With Ulysses, I just couldn't get my foot far enough in the door for it to latch hold. Well, I'm going to try once more. Not because I intend to brag about it, or that my self-image as a man of all seasons needs burnishing. Just because I want to understand what all the fuss is about. Maybe I won't like it; and if that's the case I'll be man enough to admit it. But I should try, at least.

Once I finish my current book "Whirlwind" by Clavell (no slouch himself in the page number department) I shall once again embark on Joyce. It may be a while, but I will fill you in on my findings.

2 comments:

enobarbus said...

Why bother? Joyce was a waterheaded babbling Francophile idiot. My hacks through the pigweeds of Finnegans Wake and Portrait of the Oddest ("Hey ottist, paint this!") took up too much of my valuable time.

Better to spend that time on the likes of your Clavell; at least you'll enjoy it. As I mentioned regarding music a few weeks ago, I'm a firm disbeliever in the "take your medicine" school of the arts, the idea that you can't be well rounded until you've read, say, Ethan Frome.

Hogwash. Read what you like, and like what you read. There are no chores in the arts. Some books may be more difficult than others, but why should they be lacking in delights?
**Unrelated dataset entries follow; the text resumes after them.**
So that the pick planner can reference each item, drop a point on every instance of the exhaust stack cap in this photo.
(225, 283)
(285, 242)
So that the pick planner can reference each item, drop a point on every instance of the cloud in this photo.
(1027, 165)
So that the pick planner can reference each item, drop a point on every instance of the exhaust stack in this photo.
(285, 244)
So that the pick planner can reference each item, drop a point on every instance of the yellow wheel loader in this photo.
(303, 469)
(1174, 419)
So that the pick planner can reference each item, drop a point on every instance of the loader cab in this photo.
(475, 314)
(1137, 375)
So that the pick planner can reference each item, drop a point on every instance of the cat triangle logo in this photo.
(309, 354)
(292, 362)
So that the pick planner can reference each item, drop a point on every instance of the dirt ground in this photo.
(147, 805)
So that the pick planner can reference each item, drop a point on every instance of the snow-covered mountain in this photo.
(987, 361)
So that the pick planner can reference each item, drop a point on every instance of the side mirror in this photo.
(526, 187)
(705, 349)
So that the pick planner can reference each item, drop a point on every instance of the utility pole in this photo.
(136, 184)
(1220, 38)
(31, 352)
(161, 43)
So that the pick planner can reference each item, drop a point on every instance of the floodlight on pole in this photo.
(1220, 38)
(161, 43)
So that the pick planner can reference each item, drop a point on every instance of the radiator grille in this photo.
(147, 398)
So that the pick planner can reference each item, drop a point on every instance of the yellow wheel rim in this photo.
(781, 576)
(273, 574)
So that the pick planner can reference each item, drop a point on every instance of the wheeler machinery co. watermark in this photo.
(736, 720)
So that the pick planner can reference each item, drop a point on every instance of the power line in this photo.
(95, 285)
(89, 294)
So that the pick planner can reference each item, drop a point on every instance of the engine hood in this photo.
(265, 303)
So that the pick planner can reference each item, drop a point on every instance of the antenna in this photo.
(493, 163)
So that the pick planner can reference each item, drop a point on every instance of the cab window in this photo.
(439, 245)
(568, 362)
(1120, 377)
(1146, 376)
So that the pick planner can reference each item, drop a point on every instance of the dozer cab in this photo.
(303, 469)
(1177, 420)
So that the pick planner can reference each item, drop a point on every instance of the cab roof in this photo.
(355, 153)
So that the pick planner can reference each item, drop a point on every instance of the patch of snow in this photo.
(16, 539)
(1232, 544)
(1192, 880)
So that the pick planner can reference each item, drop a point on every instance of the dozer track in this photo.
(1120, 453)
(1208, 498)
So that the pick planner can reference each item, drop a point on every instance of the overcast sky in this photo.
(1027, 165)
Ulysses, it seems to me, is part of that web of art for the winking set -- the kind of people who think challenging visual art means vivisected sharks or stacks of canned human feces. Experimental art.

That's not to say that one shouldn't experiment with art; but one should be able to tell the failed experiments from the successes.

enobarbus said...

By the by: Sorry I haven't contributed today. I'm having trouble getting Blogger to cooperate. I almost had to e-mail you and ask you to add the above Joyce comment, to your own post, on my behalf.